Dairy-Free Hot Cocoa Bombs

 

Dairy-Free, Gluten-Free, Vegan

Dairy-Free Hot Cocoa Bombs

Dairy-Free Hot Cocoa Bombs

It’s Hot Cocoa Bomb time! ‘Tis the season for the latest recipe craze - and this is a fun one! I made these Dairy-Free and topped them with vegan mini marshmallows & crushed candy canes.

First and foremost, you will need a silicone half-sphere mold for this recipe. I got these molds on Amazon. Second, you will see a few methods to making these and I have tried a few. I landed on a combination technique that is slightly less messy and yet, you still get hot cocoa bombs that stay together and hold all the goodies inside!

I start by melting the chocolate and coconut oil, then add a spoonful to each of the half-spheres. Using the back of the spoon, I coat each half sphere evenly with chocolate (making sure the top edge is completely covered and there are no gaps in the chocolate. Place in the fridge to cool 15-20 minutes and then carefully remove each chocolate piece from the mold (wearing food-safe gloves to prevent fingerprints). In 6 of the half-spheres, add the cacao powder, sugar, and marshmallows.

Next, you will heat a plate in the microwave, place the top half-spheres (the one without cacao) on the warm plate to slightly melt the edge before placing on top of a filled half sphere. This worked well, but I decided to melt some more chocolate, add it to a piping bag, and go around the connected edges with extra chocolate. I then smoothed the chocolate with my finger to make sure they were securely closed.

Drizzle with chocolate, top with marshmallows, and dust with crushed candy canes! Place in the fridge until you are ready to enjoy.

Ready to use a Hot Cocoa Bomb? Heat dairy-free milk of choice (making sure it’s nice and hot), place hot cocoa bomb in a mug, and pour in the milk.
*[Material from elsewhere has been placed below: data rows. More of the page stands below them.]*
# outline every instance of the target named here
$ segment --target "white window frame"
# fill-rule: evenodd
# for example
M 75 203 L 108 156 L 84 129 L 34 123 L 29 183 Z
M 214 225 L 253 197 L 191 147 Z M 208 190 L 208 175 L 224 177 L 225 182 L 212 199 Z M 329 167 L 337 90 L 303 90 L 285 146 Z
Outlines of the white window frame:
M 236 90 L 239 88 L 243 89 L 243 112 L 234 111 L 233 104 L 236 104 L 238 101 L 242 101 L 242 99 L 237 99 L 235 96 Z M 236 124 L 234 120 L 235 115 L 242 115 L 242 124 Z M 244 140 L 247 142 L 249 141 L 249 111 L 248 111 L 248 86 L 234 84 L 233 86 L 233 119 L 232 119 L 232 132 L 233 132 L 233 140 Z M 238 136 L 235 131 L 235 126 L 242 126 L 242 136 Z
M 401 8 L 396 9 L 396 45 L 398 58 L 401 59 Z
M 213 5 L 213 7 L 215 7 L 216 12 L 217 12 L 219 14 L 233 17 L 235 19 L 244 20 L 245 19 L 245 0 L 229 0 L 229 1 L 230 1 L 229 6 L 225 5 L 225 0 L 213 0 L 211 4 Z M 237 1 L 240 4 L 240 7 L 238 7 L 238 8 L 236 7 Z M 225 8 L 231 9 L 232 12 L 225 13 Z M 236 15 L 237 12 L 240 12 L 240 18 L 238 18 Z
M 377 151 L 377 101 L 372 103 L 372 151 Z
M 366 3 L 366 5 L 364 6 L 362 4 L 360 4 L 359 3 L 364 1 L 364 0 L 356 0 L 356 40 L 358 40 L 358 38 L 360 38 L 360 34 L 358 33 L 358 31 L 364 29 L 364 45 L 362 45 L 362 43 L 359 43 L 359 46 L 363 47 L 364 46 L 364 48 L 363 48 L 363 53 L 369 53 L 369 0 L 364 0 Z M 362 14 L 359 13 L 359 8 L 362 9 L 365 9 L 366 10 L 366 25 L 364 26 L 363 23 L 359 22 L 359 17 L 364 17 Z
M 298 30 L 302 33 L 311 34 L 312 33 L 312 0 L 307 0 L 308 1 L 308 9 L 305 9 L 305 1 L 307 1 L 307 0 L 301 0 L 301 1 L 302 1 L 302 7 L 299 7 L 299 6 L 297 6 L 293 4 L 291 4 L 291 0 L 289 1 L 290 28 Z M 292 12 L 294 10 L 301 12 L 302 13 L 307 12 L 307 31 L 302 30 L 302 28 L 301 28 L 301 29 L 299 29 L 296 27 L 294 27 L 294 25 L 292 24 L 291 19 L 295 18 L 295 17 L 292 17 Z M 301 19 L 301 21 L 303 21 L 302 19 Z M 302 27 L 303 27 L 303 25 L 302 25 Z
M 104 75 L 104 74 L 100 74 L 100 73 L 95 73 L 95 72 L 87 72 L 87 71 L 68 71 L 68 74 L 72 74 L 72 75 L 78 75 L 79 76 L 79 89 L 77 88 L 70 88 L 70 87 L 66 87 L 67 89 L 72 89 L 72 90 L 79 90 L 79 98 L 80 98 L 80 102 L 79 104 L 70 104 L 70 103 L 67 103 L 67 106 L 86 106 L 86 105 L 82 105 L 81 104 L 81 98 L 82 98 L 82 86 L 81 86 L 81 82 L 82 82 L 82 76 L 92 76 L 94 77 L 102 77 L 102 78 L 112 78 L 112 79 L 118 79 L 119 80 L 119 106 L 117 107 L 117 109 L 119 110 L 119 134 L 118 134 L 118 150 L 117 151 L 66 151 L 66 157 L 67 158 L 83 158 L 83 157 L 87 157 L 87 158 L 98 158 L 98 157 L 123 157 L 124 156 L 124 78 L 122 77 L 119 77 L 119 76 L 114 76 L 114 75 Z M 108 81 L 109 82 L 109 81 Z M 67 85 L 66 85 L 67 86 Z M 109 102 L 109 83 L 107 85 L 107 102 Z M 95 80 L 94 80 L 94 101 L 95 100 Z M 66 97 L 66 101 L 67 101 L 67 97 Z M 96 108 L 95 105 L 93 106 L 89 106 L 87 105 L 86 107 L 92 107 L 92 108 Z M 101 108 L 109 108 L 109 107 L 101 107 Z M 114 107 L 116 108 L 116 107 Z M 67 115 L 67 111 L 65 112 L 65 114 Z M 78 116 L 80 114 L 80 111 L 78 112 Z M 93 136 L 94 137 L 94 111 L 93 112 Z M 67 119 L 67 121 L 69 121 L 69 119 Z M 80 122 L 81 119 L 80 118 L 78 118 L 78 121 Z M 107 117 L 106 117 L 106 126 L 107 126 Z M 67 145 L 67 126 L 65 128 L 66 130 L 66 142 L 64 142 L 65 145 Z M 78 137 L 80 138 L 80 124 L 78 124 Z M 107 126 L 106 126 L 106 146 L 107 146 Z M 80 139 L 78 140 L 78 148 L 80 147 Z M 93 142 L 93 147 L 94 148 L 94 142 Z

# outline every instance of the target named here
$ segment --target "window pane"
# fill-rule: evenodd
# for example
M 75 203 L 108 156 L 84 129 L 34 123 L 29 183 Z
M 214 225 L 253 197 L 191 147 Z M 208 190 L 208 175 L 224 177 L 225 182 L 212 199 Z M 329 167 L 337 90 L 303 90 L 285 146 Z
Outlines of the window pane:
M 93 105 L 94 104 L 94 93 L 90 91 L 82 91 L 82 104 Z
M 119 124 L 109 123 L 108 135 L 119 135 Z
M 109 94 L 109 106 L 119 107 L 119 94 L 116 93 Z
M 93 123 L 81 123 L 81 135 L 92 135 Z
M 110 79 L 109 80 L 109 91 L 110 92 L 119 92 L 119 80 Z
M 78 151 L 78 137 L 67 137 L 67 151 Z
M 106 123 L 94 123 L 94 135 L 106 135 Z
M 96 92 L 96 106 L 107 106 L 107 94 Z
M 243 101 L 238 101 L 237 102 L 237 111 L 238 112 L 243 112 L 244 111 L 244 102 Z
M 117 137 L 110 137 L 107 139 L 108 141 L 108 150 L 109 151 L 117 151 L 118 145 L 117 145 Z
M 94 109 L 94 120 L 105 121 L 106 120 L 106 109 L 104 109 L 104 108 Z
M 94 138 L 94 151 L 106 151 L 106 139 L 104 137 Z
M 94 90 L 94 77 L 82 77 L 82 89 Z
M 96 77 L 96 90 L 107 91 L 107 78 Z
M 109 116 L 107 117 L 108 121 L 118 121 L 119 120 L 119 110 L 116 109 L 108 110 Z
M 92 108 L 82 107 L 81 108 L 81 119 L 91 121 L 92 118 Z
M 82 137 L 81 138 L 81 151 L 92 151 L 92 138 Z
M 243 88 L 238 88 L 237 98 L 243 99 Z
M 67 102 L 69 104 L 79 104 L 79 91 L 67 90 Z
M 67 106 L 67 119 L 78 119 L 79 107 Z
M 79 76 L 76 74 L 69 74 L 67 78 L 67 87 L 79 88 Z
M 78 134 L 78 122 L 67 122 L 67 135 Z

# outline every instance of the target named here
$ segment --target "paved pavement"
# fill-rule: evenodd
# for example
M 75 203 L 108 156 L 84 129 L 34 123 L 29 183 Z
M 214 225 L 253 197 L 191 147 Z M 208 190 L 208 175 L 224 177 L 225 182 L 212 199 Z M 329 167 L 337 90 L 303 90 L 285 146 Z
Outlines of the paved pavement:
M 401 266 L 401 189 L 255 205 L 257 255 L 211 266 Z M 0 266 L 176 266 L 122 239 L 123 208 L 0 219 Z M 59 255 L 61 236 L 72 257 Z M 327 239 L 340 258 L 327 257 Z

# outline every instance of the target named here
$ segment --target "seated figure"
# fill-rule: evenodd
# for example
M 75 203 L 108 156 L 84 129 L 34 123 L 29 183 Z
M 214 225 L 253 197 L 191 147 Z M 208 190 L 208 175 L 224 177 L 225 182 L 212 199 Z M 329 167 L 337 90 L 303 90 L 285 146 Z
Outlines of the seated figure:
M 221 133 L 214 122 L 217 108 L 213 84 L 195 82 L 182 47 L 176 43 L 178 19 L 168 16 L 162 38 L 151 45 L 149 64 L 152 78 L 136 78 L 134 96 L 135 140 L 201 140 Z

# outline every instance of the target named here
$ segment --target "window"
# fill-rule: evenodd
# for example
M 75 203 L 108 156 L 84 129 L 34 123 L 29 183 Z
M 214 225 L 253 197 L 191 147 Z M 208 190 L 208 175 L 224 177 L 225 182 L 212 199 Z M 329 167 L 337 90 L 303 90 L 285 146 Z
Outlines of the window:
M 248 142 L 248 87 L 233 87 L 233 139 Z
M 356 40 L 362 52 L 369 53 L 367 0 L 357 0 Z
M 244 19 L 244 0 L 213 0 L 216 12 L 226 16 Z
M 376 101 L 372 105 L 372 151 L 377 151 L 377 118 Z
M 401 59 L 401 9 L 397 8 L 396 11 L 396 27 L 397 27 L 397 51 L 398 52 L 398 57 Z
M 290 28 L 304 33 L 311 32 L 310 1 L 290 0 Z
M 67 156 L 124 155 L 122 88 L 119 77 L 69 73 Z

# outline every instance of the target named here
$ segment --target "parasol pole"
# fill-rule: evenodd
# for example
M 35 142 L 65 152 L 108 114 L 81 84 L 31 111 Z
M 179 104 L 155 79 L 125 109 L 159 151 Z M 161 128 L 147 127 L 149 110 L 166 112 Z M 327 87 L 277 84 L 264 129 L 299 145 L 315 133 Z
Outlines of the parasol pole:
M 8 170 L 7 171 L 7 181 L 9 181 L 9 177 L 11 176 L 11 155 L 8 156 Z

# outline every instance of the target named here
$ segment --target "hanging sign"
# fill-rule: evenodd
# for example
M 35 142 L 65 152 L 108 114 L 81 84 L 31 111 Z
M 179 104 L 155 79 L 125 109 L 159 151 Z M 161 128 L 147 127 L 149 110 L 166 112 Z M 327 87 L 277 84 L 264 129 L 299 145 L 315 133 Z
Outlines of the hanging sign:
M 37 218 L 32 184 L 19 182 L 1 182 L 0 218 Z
Stir stir stir and top with extra marshmallows and candy cane!

 
 
Dairy-Free Hot Cocoa Bombs 2.jpg
 
 

Dairy-Free Hot Cocoa Bombs

Danielle Webb | 12/23/2020

Prep time: 15-20 minutes

Cooling time: 20 minutes

Total time: 40 minutes

Servings: 6 hot cocoa bombs

Ingredients:

  • 1 1/4 cup dairy free chocolate chips (split)
  • 1 tsp coconut oil (split)
  • 3 Tbsp cacao powder
  • 3 tsp sugar
  • About 36 marshmallows
  • Crushed candy cane for topping
  • Dairy-free milk (1 cup per hot cocoa bomb)

Instructions:

  1. In a microwave safe container, melt dairy-free chocolate chips and coconut oil

  2. Add a spoonful of melted chocolate to each of the half-spheres

  3. Using the back of the spoon, coat each half sphere evenly with chocolate (making sure the top edge is completely covered and there are no gaps in the chocolate)

  4. Place in the fridge to cool 15-20 minutes and then carefully remove each chocolate piece from the mold (wearing food-safe gloves to prevent fingerprints)

  5. In 6 of the half-spheres, add 1/2 Tbsp cacao powder, 1/2 tsp sugar, and 3 marshmallows

  6. Heat a plate in the microwave, place the top half-spheres (the one without cacao) on the warm plate to slightly melt the edge before placing on top of a filled half sphere

  7. Add remaining chocolate to a piping bag and go around the connected edges with extra chocolate. Smooth the chocolate with your finger to make sure they are securely closed

  8. Drizzle with chocolate, top with marshmallows, and dust with crushed candy canes! Place in the fridge until you are ready to enjoy.

  9. When you're ready to make a Hot Cocoa Bomb, heat dairy-free milk of choice (making sure it’s nice and hot), place hot cocoa bomb in a mug, and pour in the milk. Stir stir stir and top with extra marshmallows and candy cane!

 
 

Want to see the process? Watch this video!

These DF Hot Cocoa Bombs are perfect for holiday gifts, treats for the family, or just a delicious way to enjoy a hot cup of cocoa!